Anyway, I think the depth test should still not generate these rejection pixels, since it will create problems in e.g. depth peeling and other algorithms as well.
Comment 18 Florian Link 2014-05-27 08:37:34 UTC
Ok, I can confirm that it is a depth fighting problem and found a fix for my ray caster. Thank you for your effort!

Still it would be good if LLVM pipe would do the same quality depth test as softpipe and NVidia/ATI do.
Comment 19 Roland Scheidegger 2014-05-27 11:38:05 UTC
depth test as such is as accurate as it could be. Doing interpolation with as much precision as possible is not all that easy due to properties of floating point arithmetic. In particular for the math the order of vertices matter. Reordering would be possible, though still does not guarantee the same results for fragments along a shared edge (unless the tri shares all vertices, that is it's really the same tri with reordered edges).
But I agree doing better would be nice, I'm just not entirely sure what clever tricks need to be done to achieve this.
There's also a slight bug in the implementation I believe, the interpolation should be done with snapped (fixed point) coordinates, however we do the interpolation setup with float coordinates. I'm not sure though this would help here, but at least in contrast to other interpolation issues this one wouldn't be all that difficult to fix. Another issue is that if you have some attributes with large gradients on a somewhat small triangle, you can get huge errors the further the triangle is away from the framebuffer origin. So, interpolation is definitely not perfect.
Comment 20 Jose Fonseca 2014-11-24 20:30:08 UTC
> depth test as such is as accurate as it could be. Doing interpolation with as much precision as possible is not all that easy due to properties of floating point arithmetic. In particular for the math the order of vertices matter.

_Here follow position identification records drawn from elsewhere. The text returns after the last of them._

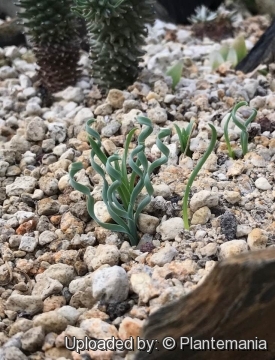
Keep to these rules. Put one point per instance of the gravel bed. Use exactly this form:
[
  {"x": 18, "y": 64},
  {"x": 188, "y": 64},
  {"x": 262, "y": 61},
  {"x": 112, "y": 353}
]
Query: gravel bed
[{"x": 61, "y": 275}]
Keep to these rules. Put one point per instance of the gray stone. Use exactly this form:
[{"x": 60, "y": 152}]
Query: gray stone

Reordering would be possible, though still does not guarantee the same results for fragments along a shared edge (unless the tri shares all vertices, that is it's really the same tri with reordered edges).

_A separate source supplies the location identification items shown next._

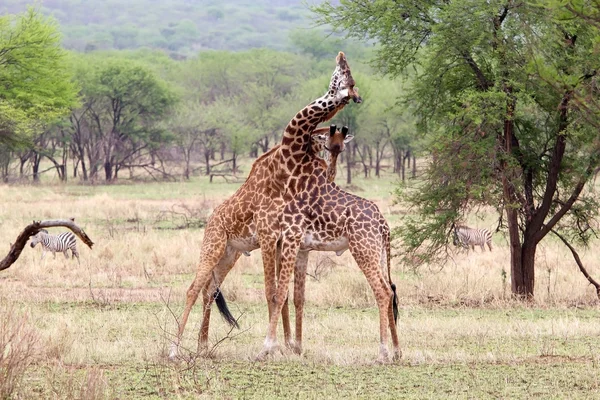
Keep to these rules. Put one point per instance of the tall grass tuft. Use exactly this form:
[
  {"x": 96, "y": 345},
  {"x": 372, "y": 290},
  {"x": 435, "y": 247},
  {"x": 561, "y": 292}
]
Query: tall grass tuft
[{"x": 19, "y": 349}]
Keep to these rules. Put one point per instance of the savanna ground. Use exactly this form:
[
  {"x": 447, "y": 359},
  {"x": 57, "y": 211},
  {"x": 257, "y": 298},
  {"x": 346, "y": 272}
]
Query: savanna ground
[{"x": 101, "y": 329}]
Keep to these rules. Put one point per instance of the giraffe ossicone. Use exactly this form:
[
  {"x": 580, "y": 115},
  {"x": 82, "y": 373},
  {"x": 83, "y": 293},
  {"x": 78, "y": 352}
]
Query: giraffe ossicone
[{"x": 318, "y": 215}]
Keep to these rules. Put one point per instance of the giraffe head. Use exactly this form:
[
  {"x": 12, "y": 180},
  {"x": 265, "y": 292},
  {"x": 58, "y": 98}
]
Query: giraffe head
[
  {"x": 342, "y": 83},
  {"x": 334, "y": 141}
]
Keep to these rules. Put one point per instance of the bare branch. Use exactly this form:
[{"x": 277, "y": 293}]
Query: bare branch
[
  {"x": 579, "y": 263},
  {"x": 34, "y": 228}
]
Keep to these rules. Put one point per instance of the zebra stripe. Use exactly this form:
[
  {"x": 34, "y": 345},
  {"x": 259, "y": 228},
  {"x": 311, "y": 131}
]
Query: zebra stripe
[
  {"x": 56, "y": 243},
  {"x": 465, "y": 237}
]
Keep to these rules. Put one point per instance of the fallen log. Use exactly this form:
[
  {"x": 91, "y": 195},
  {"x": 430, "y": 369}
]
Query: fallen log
[{"x": 34, "y": 228}]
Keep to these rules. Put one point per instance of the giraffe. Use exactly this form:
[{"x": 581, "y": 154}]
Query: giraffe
[
  {"x": 231, "y": 230},
  {"x": 335, "y": 143},
  {"x": 318, "y": 215},
  {"x": 250, "y": 218}
]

I agree.  It might be possible to do better (barycentric interpolation might help), but it is complicated to ensure we get exactly the same depth values in all circumstances, particularly because llvmpipe wants to strike a good balance of performance/accuracy.

OpenGL application developers should make use of glPolygonOffset to prevent depth-fighting in a portable way.
Comment 21 Florian Link 2014-11-25 08:25:56 UTC
It is ok for me if you close this bug as WONTFIX, since I worked around the depth fighting and I agree that it is a hard problem to do this with high precision and speed at the same time.
Comment 22 Jose Fonseca 2014-11-25 16:48:11 UTC
OK!
Comment 23 Kurzemnieks 2015-01-08 21:02:40 UTC
I think I have run in the same problem. 
Here is a screenshot with a simple double-sided cube whose backface seems to be drawn incorrectly on the edge. https://api1-ams2.monosnap.com/static/0kwtTWiNWJrcIXex8BcxpgoWCkxHGx.png
So what is the best workaround for this if it won't be fixed?
Comment 24 Jose Fonseca 2015-01-08 21:31:18 UTC
(In reply to Kurzemnieks from comment #23)
> I think I have run in the same problem. 
> Here is a screenshot with a simple double-sided cube whose backface seems to
> be drawn incorrectly on the edge.
> https://api1-ams2.monosnap.com/static/0kwtTWiNWJrcIXex8BcxpgoWCkxHGx.png

Link is dead.

Maybe try using Buzilla's attachment feature -- might be good for future reference too.

> So what is the best workaround for this if it won't be fixed?

The "workaround" (although I'd merely call it "best practice") is to make adequate use of glPolygonOffset.

See for example http://www.zeuscmd.com/tutorials/opengl/15-PolygonOffset.php


In short the whole idea consists in: instead of assuming that two draw calls will produce _exactly_ the same depth values, give a tolerance so to accomodate small differences. glPolygonOffset allows to do that.